Projected Top Reserves: In the event that Fangmeier suffers a sophomore slump, Juist is in place to take over all of the placekicking duties.  The senior will be challenged at punter this summer by 6-3, 200-pound Clay Joseph, a true freshman signed at the end of April to specifically put some heat on Juist.   

Watch Out For… Juist to struggle as the punter this season.  Even without the presence of a rush in the spring, he was wildly inconsistent, forcing David Bailiff to bring in Joseph as an insurance policy.                   
Strength: The two-headed kicker.  Ideally, a team has one primary placekicker on special teams, but Fangmeier’s short-range accuracy and Juist’s long-range potential is a combination that seems to work for the Owls.           

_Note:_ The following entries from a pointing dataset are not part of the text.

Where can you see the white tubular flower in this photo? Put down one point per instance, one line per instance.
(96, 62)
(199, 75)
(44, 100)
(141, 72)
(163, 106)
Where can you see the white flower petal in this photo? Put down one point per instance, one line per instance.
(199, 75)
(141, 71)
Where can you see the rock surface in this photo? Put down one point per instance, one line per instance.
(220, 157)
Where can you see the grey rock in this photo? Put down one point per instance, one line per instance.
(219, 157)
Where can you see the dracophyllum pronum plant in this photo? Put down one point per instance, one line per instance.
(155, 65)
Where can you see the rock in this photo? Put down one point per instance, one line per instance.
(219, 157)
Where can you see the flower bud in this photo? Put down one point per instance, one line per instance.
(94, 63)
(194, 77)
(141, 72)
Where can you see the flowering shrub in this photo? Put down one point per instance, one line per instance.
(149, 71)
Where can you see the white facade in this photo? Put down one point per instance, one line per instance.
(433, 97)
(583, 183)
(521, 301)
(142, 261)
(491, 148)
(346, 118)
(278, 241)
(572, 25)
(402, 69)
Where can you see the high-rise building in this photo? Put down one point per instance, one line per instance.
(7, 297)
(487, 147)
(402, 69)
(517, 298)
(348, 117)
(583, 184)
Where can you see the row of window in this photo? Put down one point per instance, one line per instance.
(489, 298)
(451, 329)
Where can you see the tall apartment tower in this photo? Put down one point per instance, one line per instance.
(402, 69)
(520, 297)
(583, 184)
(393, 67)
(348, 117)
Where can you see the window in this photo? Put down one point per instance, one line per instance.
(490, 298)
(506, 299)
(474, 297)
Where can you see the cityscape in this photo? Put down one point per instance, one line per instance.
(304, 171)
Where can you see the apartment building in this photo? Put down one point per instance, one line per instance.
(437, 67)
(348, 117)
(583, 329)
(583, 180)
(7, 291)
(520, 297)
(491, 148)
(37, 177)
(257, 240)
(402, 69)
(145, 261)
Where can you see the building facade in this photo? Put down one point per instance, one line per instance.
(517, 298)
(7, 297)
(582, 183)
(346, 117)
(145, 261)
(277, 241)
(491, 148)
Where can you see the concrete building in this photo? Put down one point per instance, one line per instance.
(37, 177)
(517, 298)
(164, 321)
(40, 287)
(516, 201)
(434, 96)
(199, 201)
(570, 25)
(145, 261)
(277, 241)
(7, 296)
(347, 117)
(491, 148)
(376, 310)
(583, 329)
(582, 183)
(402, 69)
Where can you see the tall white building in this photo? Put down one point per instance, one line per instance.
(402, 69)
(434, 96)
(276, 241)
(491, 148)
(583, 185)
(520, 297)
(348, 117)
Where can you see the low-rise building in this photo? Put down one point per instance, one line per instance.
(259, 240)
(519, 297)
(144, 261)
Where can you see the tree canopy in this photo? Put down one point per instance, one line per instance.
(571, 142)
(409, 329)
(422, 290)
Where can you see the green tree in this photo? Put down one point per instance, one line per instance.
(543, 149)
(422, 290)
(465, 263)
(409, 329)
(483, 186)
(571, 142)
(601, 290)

Weakness: Kick coverage.  The Rice special teams unit put added pressure on the defense in 2006, finishing 49th nationally covering kicks and 87th defending opposing punt returners.  A little more pop from its own return team, which finished 10th in the conference, wouldn’t hurt either.     
Outlook: If the Owls can’t manufacture a dependable punter or cover kicks better this fall, the already beleaguered defense will endure the brunt of the special teams futility.